A R. contestou, impugnando os factos alegados pelos AA. para fundamentar a sua pretensão e alegando que possuía licença de estabelecimento e licença de exploração para a linha em causa, encontrando-se o apoio implantado no prédio dos AA. devidamente licenciado pelo órgão do Governo com competência para tal efeito, que efectuou os trabalhos respectivos a coberto e por força da Intimação Administrativa emanada da D.R.E. do Centro, a que teve de recorrer, assim como à Posse Administrativa, para estabelecer uma linha eléctrica de utilidade pública, devido à intransigência do A. marido, e que a madeira cortada ficou nos respectivos terrenos.
Pediu ainda a condenação dos AA. como litigantes de má fé, em multa e indemnização.
Os AA. responderam, mantendo a posição assumida na petição inicial e defendendo não existir litigância de má fé da sua parte, requerendo, por sua vez, a condenação da R. como litigante de má fé, em multa e indemnização.
Foi realizada audiência prévia e foi elaborado despacho saneador, no qual o Tribunal Administrativo e Fiscal de Aveiro se declarou incompetente para conhecer do pedido subsidiário, decisão que foi confirmada, em recurso, por Acórdão do Tribunal Central Administrativo Norte de 15/07/2016 (fls. 765/782).
Foi remetida, a pedido dos AA., certidão do processo para o Juízo Central Cível de Aveiro, nos termos do art. 99º, nº 2, do C.P.C., para conhecimento do pedido subsidiário formulado, originando a presente acção.
Por despacho de 10/05/2017 foi declarada suspensa a instância até à decisão final do pedido principal no processo do Tribunal Administrativo e Fiscal de Aveiro, por o conhecimento do pedido subsidiário depender da improcedência daquele.

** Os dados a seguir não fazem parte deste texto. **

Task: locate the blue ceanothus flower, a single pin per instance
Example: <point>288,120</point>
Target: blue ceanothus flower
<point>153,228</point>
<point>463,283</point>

O pedido principal foi julgado improcedente, bem como os pedidos de condenação em litigância de má fé, por sentença de 29/07/2019, transitada em julgado, do Tribunal Administrativo e Fiscal de Aveiro.
Prosseguiram então os presentes autos, com dispensa da audiência prévia. Foi proferido despacho saneador, foi fixado o objecto do litígio e foram elencados os temas da prova.
Procedeu-se seguidamente a julgamento.
Após, foi proferida sentença, em 02/12/2022, na qual se decidiu julgar a acção parcialmente procedente e, em consequência, condenar a R. a pagar aos AA. a quantia de €30.791,10, acrescida de juros de mora, à taxa legal, a partir de 28/03/2017 (data em que os autos deram entrada no Tribunal da Comarca de Aveiro) e até integral pagamento.
De tal sentença veio a R. interpor recurso, tendo, na sequência da respectiva motivação, apresentado as seguintes conclusões (!), que se transcrevem:
«A. Foi a Recorrente A... S.A. condenada a pagar aos Recorridos AA e BB a quantia global de €30.791,10, acrescida de juros de mora à taxa legal, a título de indemnização emergente de responsabilidade civil por factos lícitos, decorrente do estabelecimento da linha de distribuição de energia elétrica a 60 kV Mourisca-Ílhavo.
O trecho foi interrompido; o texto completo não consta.